There’s a lot more to startups than just customer jobs to be done, pains, and gains. In the beginning, you can view your startup as a large collection of assumptions, or untested hypotheses. It’s vital that you decide which of these assumptions are most critical to the success of your company, then systematically test them so that you know you’re on the right track.
In this unit, we use the Lean Canvas as a tool for articulating assumptions about your business model. We then discuss ways to prioritize assumptions and test the most important ones with customers.
Why testing assumptions is vital
It’s estimated that as many as 90 percent of all startups fail. As a startup founder, you need to believe that your company will be in the successful 10 percent, even though the odds aren’t in your favor. In other words, you need to believe in your abilities.
However, self-belief by itself can be dangerous. The best founders balance self-belief with an ability to think objectively about their startup. They listen to feedback from customers and act on that feedback, even if the feedback challenges the assumptions on which they based their company.
All founders have a finite amount of capital and time available. By testing your assumptions, you can progressively reduce the uncertainty in your business while minimizing the time and money that you spend on product development and growing your team. As you decrease the uncertainty, you’re able to increase your investment and gradually shift from an exploration phase to an execution phase of building your business.

Use the Lean Canvas
The Lean Canvas, developed by Ash Maurya (author of Running Lean), can help you capture your assumptions about all aspects of your business model.
The Lean Canvas is based on the well-known Business Model Canvas by Alex Osterwalder. It uses the structure of the Business Model Canvas and applies it to early-stage startups. This process helps founders spell out assumptions that relate to nine building blocks of business models.
The Lean Canvas uses some of the inputs we discussed earlier, such as customer, problem, and solution. It then adds vital business model blocks, such as revenue streams, cost structure, channels, and key metrics.
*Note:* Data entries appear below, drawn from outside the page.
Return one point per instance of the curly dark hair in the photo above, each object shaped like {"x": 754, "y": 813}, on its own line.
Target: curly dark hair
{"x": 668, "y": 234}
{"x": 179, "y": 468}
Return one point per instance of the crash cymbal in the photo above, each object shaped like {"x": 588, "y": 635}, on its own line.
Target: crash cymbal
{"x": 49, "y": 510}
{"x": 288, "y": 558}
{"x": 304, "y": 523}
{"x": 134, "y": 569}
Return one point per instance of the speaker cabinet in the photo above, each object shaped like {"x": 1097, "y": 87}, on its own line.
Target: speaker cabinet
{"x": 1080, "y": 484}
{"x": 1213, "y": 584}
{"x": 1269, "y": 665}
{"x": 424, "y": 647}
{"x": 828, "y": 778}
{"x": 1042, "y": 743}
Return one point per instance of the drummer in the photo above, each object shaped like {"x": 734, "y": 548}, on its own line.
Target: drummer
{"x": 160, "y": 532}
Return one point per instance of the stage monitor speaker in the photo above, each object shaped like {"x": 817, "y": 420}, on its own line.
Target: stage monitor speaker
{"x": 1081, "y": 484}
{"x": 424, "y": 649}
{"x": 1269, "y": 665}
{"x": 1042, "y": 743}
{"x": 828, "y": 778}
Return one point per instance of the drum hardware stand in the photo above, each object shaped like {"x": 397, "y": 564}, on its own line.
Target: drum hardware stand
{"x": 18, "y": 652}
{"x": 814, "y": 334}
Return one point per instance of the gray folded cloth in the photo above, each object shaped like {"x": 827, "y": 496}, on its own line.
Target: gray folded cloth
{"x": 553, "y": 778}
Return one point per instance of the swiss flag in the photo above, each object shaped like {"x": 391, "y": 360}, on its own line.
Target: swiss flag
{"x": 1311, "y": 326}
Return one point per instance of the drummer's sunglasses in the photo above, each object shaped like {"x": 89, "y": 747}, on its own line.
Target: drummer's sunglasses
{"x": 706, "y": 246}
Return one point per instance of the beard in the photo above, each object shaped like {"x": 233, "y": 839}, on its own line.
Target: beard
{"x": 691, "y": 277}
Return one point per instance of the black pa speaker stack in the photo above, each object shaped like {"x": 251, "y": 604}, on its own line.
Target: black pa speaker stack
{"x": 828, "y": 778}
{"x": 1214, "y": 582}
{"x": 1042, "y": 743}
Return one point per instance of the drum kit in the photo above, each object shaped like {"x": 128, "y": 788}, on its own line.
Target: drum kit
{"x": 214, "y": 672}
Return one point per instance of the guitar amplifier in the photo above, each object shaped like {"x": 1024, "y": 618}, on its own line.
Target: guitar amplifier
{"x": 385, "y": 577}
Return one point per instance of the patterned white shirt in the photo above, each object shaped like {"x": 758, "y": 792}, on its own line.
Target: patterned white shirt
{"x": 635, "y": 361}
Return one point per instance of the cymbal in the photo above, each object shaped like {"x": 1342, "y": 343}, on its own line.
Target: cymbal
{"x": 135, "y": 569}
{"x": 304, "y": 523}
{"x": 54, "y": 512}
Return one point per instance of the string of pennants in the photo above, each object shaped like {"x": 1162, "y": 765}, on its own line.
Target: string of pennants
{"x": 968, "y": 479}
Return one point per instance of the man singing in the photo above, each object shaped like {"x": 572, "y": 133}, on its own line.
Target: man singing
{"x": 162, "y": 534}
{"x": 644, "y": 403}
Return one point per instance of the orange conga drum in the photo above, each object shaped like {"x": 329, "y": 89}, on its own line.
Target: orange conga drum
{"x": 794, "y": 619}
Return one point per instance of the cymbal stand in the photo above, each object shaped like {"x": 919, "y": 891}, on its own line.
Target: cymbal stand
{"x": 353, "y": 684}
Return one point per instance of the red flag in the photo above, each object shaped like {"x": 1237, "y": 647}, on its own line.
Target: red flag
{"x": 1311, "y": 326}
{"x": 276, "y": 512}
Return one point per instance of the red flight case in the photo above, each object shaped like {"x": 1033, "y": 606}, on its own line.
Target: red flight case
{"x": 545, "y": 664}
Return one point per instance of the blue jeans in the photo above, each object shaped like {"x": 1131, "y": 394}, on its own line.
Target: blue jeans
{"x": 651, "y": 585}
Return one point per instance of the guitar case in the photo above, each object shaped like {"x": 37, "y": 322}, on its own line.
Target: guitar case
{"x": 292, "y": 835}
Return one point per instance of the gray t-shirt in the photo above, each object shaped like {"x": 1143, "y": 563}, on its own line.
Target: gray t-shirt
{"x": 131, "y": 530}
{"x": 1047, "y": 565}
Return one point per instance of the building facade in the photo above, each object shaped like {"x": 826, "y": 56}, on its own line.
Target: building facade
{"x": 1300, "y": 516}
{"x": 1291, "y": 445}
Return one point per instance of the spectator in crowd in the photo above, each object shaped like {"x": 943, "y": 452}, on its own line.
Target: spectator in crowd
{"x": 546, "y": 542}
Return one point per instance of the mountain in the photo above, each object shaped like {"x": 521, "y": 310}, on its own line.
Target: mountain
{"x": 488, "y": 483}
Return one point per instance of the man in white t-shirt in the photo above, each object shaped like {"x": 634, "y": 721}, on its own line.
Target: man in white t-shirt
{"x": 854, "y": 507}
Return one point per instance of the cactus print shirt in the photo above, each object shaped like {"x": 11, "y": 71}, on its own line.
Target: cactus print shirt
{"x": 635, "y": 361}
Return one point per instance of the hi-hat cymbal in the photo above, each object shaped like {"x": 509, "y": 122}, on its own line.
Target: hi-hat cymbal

For early-stage founders, the most critical assumptions about their startup’s business model tend to relate to three areas:
- Customer segments: You believe that you know which potential customers to focus on. You identified an early-adopter persona that represents the customers to target first.
- Problem: You believe that you know what problem the target customers have, and that those customers view existing alternatives as inadequate.
- Solution: You believe that your product is a better solution than existing alternatives. You believe that customers are going to choose your product because it’s a good fit for their needs.
Task: Complete your own Lean Canvas
Download the Lean Canvas from Leanfoundry.com.
Print the Lean Canvas and place your assumptions on the relevant section by using sticky notes. Spend no more than 20 minutes. Aim to write no more than one short sentence on each sticky note, and keep to a maximum of three sticky notes per block.
It’s best to start with the blocks for problem, customer segments, solution, and unique value proposition, because you already worked on these blocks in the Value Proposition Canvas. Then move on to the other blocks.
Identify critical assumptions
After capturing assumptions that relate to your startup’s value proposition and business model, it’s time to work out which of them are the most critical to test with customers.
We can use design thinking principles to identify three categories of assumptions that you should test. You can summarize them in the following three questions about your product:
- Is it desirable?Do customers want it? Does this problem really exist and do your customers really care about it?
- Is it feasible?Can you actually build this product? Do you have the technical skills? Do you have the necessary domain knowledge and the right connections?
- Is it viable?Can you build a commercially successful business around the product? Are there enough potential customers that are willing to pay enough for the product to achieve your commercial goals? Can you acquire customers cheaply enough that the lifetime value of those customers is larger than the cost of acquiring them?
For your startup to be successful, you need a product that’s desirable and feasible and viable. We can represent this sweet spot as the intersection of three sets in a Venn diagram.

Task: Identify which assumptions to test
Review all of the assumptions that you captured by using the Value Proposition Canvas and Lean Canvas. Draw a large Venn diagram. With a stack of new sticky notes, place each of your assumptions in one of the three categories.
Feel free to add any extra assumptions that you identify as part of this process. You can even color code them to match the three categories described earlier.
You might end up with 20 or 30 assumptions. It’s not practical to test them all, so your next objective is to work out which of these assumptions you should focus on testing.
One way to do this task is to plot each assumption on an assumptions matrix. The vertical axis of the matrix shows the importance of the assumption. The horizontal axis shows how much you know about it.

In this context, an important assumption is one that’s critical to the success of the business. If it proves to be wrong, then your business is unlikely to succeed. On the other hand, whether a trivial assumption is right or wrong doesn’t matter much.
Similarly, a known assumption is one about which you have a high degree of confidence based on some facts or evidence. An unknown assumption is one about which you’re just guessing.
It stands to reason that the assumptions you should focus on in testing are the ones that are both important and unknown. By plotting all of your assumptions in this simple matrix, you can quickly arrive at a manageable number that you need to test. Ideally, you have at least one assumption in this quadrant from each category of desirable, feasible, and viable.